This study was designed to investigate the diagnostic accuracy of the QuickVue Influenza A+B rapid test in adults during the 2009 H1N1 pandemic in Austria. Performance of the rapid test was moderately good, with a low sensitivity (26%) but a high specificity (98%) in comparison with a real time RT-PCR assay.
Previous studies on the QuickVue test for pandemic influenza A H1N1 (2009) have found comparable specificities but higher sensitivities 
. In a study on comparative epidemiology of pandemic and seasonal influenza A in households performed in Hong Kong a sensitivity of even 80% was reported 
. The differences in performance of RIDTs in several studies might be due to differences in study design, sample size, and technical factors such as inappropriate specimen collection, transport and storage, and differences between individual patients 
. The sensitivity found in the present study appears particularly low, possibly due to the smaller sample sizes in earlier studies or, more likely, to the different composition of age categories within our study population. In the present investigation most of the patients were young adults, the age group most severely affected during the 2009 H1N1 pandemic. In addition, no children were enrolled in our study. This is an important point as specimens taken from children tend to have higher influenza viral loads than those taken from adults, which results in better overall sensitivity of RIDTs in specimens from children and makes comparison with studies in patients of different age groups difficult 
The high specificity found in our study population is in line with most of the previous studies. In the present study, separate samples were used for the QuickVue test and the RT-PCR, as the swabs provided in the QuickVue kit are unusable for other diagnostic purposes once the swab has been inserted into the kit's testing solution. This could have led to some discordant results and may serve as a possible explanation for the observed test specificity of <100%. However, the recommended sampling procedures were followed for each test, permitting assessment of the diagnostic accuracy of the QuickVue test and the RT-PCR in real-world conditions 
The RT-PCR assay used in this study was specific for pandemic influenza A H1N1 (2009) virus and did not include other influenza A virus subtypes such as seasonal influenza A H1N1 or H3N2. To verify the false positive QuickVue results in the two patients with a positive QuickVue result for influenza A but a negative RT-PCR for pandemic influenza A H1N1 (2009), the samples of these two patients were also investigated for other influenza A viruses by PCR analysis. In both samples no infection with seasonal influenza A virus was found, which is in line with national surveillance data demonstrating that the 2009–2010 influenza pandemic in Austria was driven exclusively by pandemic 2009 (H1N1) virus 
Despite the low sensitivity found in our study population, specificity was high, resulting in an overall high and positive likelihood ratio. This is important because likelihood ratios are good summary metrics that provide sensible estimates of test properties. In addition, likelihood ratios have the advantage of immediate quantitative clinical utility through direct application of Bayes' theorem 
. As shown in our study population, the probability of pandemic influenza A H1N1 (2009) virus infection would be high in a patient with a positive QuickVue test, indicating that a positive result with this test does not necessarily need to be confirmed by RT-PCR during influenza outbreaks and suffices to determine the appropriate course of treatment or other action.

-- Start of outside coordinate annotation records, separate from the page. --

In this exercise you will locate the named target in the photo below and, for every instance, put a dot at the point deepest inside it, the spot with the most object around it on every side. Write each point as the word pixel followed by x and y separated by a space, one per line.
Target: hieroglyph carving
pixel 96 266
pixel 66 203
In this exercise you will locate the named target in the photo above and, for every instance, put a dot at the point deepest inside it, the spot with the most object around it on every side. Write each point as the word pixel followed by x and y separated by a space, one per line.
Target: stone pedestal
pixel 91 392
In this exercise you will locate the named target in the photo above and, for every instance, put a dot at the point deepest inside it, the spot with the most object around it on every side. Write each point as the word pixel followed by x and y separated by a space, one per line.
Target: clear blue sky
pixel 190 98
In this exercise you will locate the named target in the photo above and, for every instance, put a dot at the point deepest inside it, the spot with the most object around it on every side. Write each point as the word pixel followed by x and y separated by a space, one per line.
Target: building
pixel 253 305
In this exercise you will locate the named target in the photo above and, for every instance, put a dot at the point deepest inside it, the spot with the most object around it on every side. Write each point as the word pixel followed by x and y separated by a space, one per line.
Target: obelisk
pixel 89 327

In contrast, a negative likelihood ratio of 0.76 as a consequence of the low sensitivity barely alters the probability of an infection in patients with negative QuickVue results. Applying a test with a poor negative likelihood ratio in a high prevalence population underlines the limitations of using RIDTs alone for management of possible pandemic H1N1 virus infection. Reliance on falsely negative test results could delay the diagnosis of H1N1 infection, resulting in inappropriate exposure of susceptible persons to infected patients and the withholding of appropriate therapy. Thus, our data support current opinion that negative RIDT results do not rule out influenza infection and, if relevant for patient management or public health measures such as isolation, negative RIDT results should be confirmed by PCR.
Several reports have found that the sensitivity of an RIDT declines with decreasing viral load in the specimen 
. Accordingly, we found a higher proportion of positive QuickVue results in patients with higher viral titres (as determined by low Ct values).
Our findings demonstrate that although the QuickVue test is capable of identifying novel influenza H1N1 in respiratory specimens >70% of infections will be missed, particularly in specimens with low viral loads.
The limitations of our study should be noted. The study population in this analysis comprised military personnel and mainly young adults, and the results should not be extrapolated to other age groups. Further, although only patients with influenza-like illness were included, no information was obtained on specific symptoms, severity of symptoms or time elapsed between symptom onset and presentation at the hospital. Thus, differences in performance of the QuickVue test regarding the day of presentation and individual clinical presentation could not be determined.
In conclusion, our data suggest that a positive QuickVue test provides considerable information for the diagnosis of pandemic influenza A 2009 (H1N1) virus infection in young adults, but that negative QuickVue results should, if relevant for patient management or public health measures, be verified with PCR assay.